Düşünce hayatın ruhudur

Vatan Partisi’nin yüksek ahlâk, erdem ve buram buram millilik kokan siyaset kapısından adımını atmış bulunmanın” kıvancı ile, haftada iki kez (Pazar ve Çarşamba günleri) konuk olacağım bu köşedeki ilk yazımı bireysel ve toplumsal yaşantının devinim kaynağı olan düşünce-hayat ilişkisine ayırıyorum:

Evet, düşünce hayatın ruhudur.

Düşünce ve sözün gücünden yoksun oluş, canın bedeni terk ediş anlamına gelir.

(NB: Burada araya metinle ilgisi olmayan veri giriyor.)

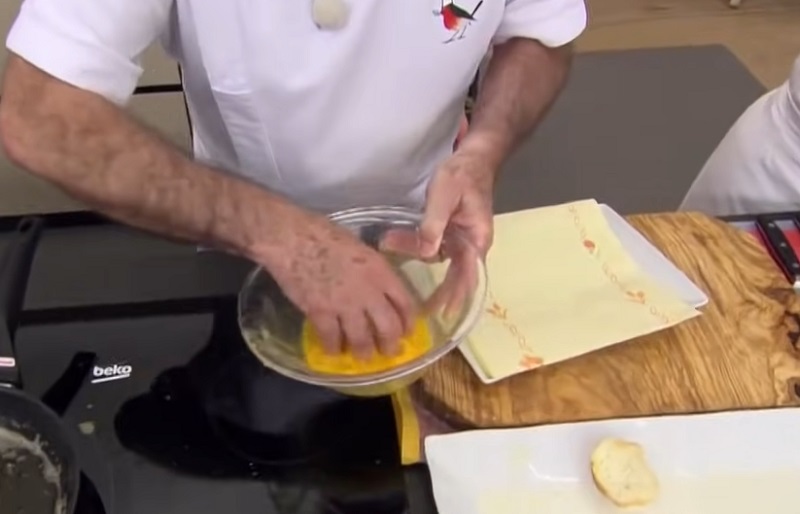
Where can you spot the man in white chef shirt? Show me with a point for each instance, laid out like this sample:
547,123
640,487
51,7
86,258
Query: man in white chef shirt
299,108
756,166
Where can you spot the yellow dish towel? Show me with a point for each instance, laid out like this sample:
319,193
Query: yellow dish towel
561,285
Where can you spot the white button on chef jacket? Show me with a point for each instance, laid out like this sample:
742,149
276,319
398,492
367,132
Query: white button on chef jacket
334,104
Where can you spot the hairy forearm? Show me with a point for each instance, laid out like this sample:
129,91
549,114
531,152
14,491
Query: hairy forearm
522,81
94,151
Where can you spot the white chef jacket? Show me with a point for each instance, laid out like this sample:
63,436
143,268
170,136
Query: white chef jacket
756,167
331,119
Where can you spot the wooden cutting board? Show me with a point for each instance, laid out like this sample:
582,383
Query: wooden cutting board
741,353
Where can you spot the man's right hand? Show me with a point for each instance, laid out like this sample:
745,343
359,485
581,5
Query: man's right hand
349,291
95,151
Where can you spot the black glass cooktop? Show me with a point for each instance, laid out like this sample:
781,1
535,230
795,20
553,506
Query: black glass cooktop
177,417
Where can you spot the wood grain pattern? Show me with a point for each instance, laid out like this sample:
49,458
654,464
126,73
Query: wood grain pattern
741,353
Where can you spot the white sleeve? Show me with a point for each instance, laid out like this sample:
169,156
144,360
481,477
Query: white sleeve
552,22
90,44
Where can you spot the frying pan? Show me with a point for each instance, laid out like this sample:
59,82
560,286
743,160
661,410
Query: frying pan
39,472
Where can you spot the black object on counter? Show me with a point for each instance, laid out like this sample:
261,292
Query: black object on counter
40,471
177,417
778,245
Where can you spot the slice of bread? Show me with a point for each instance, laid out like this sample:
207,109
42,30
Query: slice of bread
621,472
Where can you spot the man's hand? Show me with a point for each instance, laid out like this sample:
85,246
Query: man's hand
348,291
460,194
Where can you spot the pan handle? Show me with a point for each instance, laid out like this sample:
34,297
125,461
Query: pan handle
14,273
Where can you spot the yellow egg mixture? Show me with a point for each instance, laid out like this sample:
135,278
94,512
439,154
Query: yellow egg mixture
412,345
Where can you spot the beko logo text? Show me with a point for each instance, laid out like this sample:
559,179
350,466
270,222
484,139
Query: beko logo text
108,373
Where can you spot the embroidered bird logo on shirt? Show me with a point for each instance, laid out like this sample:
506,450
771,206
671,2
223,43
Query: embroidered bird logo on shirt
456,19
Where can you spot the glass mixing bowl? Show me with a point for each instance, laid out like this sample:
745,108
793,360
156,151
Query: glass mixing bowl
450,291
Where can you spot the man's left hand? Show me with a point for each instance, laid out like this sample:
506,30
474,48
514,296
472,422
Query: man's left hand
460,195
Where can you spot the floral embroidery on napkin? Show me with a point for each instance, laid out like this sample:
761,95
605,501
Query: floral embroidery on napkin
636,296
529,359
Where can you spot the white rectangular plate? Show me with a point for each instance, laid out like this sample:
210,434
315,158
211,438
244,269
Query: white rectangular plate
650,260
745,462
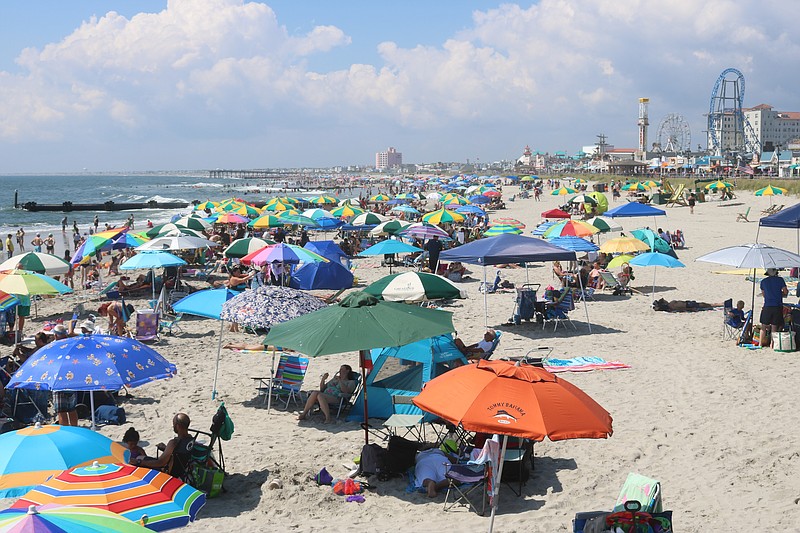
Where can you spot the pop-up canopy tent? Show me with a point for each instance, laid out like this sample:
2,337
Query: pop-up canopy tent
402,371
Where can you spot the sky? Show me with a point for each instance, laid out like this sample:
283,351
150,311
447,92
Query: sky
118,85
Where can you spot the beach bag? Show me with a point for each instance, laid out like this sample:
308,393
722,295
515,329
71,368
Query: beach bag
208,479
784,341
373,459
110,414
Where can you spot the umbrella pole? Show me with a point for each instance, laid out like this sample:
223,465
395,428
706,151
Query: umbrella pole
91,404
219,352
362,359
496,483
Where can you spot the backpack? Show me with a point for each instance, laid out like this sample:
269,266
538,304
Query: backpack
373,460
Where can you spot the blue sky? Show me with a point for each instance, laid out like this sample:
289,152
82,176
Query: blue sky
192,84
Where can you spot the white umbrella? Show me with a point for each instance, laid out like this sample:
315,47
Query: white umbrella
176,242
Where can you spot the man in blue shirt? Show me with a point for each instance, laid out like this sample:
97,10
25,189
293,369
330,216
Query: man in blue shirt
773,288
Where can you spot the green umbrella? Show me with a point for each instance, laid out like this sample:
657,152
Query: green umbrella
359,323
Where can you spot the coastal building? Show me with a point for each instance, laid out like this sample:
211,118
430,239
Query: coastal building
391,158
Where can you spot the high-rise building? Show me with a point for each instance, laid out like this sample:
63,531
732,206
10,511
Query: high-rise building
391,158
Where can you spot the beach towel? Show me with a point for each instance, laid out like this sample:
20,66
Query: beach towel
582,364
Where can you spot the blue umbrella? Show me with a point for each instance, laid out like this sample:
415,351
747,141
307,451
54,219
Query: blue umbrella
576,244
656,259
390,246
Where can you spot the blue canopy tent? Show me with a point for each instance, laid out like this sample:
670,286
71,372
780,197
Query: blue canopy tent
331,275
509,248
402,371
785,218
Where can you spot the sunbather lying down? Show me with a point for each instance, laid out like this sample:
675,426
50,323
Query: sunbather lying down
679,306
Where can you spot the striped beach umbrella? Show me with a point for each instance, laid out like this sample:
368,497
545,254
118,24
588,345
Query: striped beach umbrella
30,283
38,262
241,247
59,518
30,455
412,287
501,229
442,216
155,499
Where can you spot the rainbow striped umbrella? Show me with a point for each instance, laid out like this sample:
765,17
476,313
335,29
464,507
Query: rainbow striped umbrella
60,518
501,229
31,455
155,499
442,216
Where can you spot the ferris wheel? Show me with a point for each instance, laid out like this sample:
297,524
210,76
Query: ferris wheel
674,134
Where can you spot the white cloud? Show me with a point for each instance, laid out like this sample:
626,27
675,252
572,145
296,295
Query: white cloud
552,75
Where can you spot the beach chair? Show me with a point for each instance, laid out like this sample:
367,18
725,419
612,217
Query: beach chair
147,325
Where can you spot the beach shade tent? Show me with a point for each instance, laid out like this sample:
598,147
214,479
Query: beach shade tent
152,498
570,228
92,363
442,216
176,242
152,261
517,400
634,209
505,249
30,455
414,287
404,371
752,256
38,262
576,244
656,259
555,213
624,245
360,322
242,247
57,518
326,275
501,229
263,308
369,218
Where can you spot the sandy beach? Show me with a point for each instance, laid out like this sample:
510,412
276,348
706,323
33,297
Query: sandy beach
714,423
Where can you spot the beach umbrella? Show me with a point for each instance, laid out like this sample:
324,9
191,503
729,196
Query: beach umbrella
576,244
59,518
504,398
176,242
604,224
555,213
360,322
442,216
369,219
23,282
38,262
624,245
655,259
619,260
144,495
346,211
414,287
30,455
574,228
501,229
92,363
392,227
267,221
242,247
424,230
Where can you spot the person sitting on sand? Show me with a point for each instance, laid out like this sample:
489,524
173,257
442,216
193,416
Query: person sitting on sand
480,348
176,453
330,392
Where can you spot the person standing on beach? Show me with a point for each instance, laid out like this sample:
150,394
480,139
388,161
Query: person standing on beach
773,289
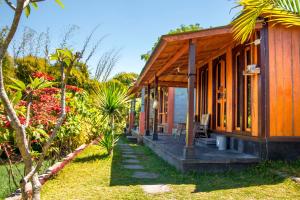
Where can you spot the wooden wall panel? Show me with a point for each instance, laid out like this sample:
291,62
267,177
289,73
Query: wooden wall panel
210,91
254,97
284,80
296,81
229,90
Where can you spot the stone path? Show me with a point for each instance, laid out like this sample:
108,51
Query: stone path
131,162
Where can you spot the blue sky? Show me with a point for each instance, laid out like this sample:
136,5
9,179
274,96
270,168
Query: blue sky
132,25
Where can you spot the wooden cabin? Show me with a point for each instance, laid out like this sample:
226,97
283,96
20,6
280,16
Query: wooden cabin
172,110
251,90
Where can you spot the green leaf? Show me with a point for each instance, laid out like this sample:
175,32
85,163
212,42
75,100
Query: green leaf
17,97
60,3
27,10
19,85
46,85
34,4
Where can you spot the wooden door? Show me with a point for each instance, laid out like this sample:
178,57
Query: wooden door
220,95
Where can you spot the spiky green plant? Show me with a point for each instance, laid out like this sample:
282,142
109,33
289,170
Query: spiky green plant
112,103
108,140
285,12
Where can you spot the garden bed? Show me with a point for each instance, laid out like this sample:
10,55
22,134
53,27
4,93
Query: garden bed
51,171
103,177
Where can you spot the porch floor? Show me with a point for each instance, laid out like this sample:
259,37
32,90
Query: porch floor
207,159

Düşünmeyen, tefekkür etmeyen; akıl yeteneğini kullanmanın, derin düşünmenin diriltici etkisinden bihaber; sözden, dilin millete vücut veren gücünden ve edebiyatın diriltici soluğundan yeterince nasibini alamamış toplumların hayat damarları kurumaya yüz tutmuştur.

Bilgisizliğin zemherisinde kalmış, cehaletin ayazında fikirsizliğin batağına saplanmış toplumlar ölümün tatlı uykusunda ağır ağır, donma ve çürüme kaderi ile baş başa kalırlar.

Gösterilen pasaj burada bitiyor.